On the heels of Oregon passing automatic voter registration; Illinois, Vermont and California proposing it; and Hillary Clinton endorsing it, Congressman David Cicilline (D – RI) introduced the (AVRA) on Wednesday.
As with Oregon and Illinois’ bills, the law would update state “motor voter” requirements to make voter registration through state agencies opt-out instead of opt-in. Unless citizens request otherwise, the information they provide to the DMV would be forwarded to their local registrar and used to update the voter rolls.
(Of course, this assumes that GOP-controlled states would actually follow this law. As we have learned recently, even when voters opt in to having their information forwarded, state agencies in conservative states have a conveniently hard time with their paperwork.)
Currently, 24 percent of eligible voters — roughly 55 million American citizens — are not registered.
It’s important to note that the bill provides for automatic, but not universal, voter registration. As many, perhaps even the majority, of unregistered voters don’t interact with their state’s DMV, they would not be affected by the law. By Congressman Ciciline’s own estimates, the AVRA would bring America up from 76 percent voter registration to around 85 percent — closing less than half of the voter registration gap.
To be clear, though, enacting the AVRA would be a massive and necessary expansion of the franchise. As Congressman Cicilline pointed out, if you can get voter registration right, everything else gets a whole lot easier, telling ThinkProgress:
It’s the entry point to voting because all the other efforts you make — early voting and making Election Day a national holiday and the work we do individually to encourage people to participate — none of that can happen without a person being allowed to vote.
As I and others have noted before, it goes beyond that. Removing barriers to entry for voting — barriers that were erected for the express purpose of reducing the political power of poor and minority voters — doesn’t just make other electoral reforms easier. It makes electing progressive candidates and, subsequently, enacting progressive policies easier.
This is because the population of unregistered voters holds far more liberal views on economic issues than the population of registered voters (a phenomenon most easily observed in horserace polls when Democrats consistently perform better in polls of adults than they do in polls of registered voters only). In a 2012 Pew survey, self-described non-voters — some registered, some not — backed President Obama over Mitt Romney by more than a 2-1 margin.
Non-voters are more likely to see a role for government in solving the nation’s problems than voters. Non-voters are more likely to support taxes on the upper class than voters. Non-voters are more likely to support union organizing, increased funding for schools and public health insurance than voters.
What’s more, there’s good reason to believe that a significant portion of the unregistered population would exercise their rights if the barriers to entry were removed. At least 4 million citizens went unregistered in 2012 due to voter registration deadlines alone. Far from the civic idiots that conservatives assume them to be, these are citizens who are engaged in the political process. There is no good reason from erecting arbitrary barriers to exclude them from the political process.
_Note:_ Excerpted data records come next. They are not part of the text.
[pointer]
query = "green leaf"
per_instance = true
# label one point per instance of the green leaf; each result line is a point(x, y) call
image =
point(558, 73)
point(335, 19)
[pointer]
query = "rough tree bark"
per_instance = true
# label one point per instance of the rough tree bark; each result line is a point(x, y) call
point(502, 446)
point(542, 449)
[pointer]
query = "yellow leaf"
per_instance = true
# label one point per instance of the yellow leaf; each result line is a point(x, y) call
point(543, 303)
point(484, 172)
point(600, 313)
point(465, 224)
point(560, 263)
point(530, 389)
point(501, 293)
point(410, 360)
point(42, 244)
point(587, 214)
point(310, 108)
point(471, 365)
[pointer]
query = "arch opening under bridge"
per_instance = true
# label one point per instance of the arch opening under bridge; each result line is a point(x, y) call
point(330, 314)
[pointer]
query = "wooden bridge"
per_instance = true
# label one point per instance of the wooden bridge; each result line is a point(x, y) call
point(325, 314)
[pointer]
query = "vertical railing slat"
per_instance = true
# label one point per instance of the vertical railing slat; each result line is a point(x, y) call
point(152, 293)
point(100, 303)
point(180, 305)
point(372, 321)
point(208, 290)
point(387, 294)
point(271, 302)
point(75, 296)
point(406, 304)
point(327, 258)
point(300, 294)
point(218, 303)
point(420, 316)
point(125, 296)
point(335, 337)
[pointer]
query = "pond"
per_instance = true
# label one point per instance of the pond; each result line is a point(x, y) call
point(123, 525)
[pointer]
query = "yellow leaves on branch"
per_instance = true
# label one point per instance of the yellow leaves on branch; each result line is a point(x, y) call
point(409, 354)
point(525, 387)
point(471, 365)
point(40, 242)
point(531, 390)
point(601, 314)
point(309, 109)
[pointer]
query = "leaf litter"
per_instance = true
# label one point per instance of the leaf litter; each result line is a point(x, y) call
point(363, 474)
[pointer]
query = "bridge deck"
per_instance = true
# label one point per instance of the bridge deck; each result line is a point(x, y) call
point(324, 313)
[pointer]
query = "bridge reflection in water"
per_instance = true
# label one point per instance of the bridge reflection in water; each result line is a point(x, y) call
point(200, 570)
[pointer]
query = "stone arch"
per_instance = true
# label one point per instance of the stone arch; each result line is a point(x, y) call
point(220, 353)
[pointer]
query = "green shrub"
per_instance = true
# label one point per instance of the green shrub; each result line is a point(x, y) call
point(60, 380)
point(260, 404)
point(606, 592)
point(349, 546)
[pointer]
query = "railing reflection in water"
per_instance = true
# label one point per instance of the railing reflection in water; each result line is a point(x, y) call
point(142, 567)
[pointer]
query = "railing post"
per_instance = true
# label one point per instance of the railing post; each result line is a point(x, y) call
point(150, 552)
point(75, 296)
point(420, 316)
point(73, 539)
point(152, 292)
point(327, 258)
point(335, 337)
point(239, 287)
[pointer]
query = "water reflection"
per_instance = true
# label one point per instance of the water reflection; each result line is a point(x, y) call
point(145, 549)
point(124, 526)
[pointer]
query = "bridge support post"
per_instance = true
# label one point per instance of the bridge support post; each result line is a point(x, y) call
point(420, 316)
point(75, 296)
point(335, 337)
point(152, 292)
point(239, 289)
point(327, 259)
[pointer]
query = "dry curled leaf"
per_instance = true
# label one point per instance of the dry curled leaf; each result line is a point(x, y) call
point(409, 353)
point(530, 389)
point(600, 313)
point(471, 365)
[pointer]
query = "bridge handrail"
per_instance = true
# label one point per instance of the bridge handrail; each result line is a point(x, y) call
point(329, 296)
So it’s no wonder that, despite voting being a democracy issue as opposed to a Democratic issue, there is little hope that Republicans will come on board. As Markos Moulitsas pointed out:
If GOPers REALLY believed this was center-right nation, they'd have no problem implementing universal voter reg http://t.co/LcFuCKbxJG
— Markos Moulitsas (@markos) June 11, 2015
We shouldn’t expect the AVRA to get through the House, let alone the Senate, any time soon. But the fact that it’s been proposed means that the idea has legitimacy that it didn’t have last year. Given how slowly American legislation moves, that’s as good of a seed for progress as we can hope for.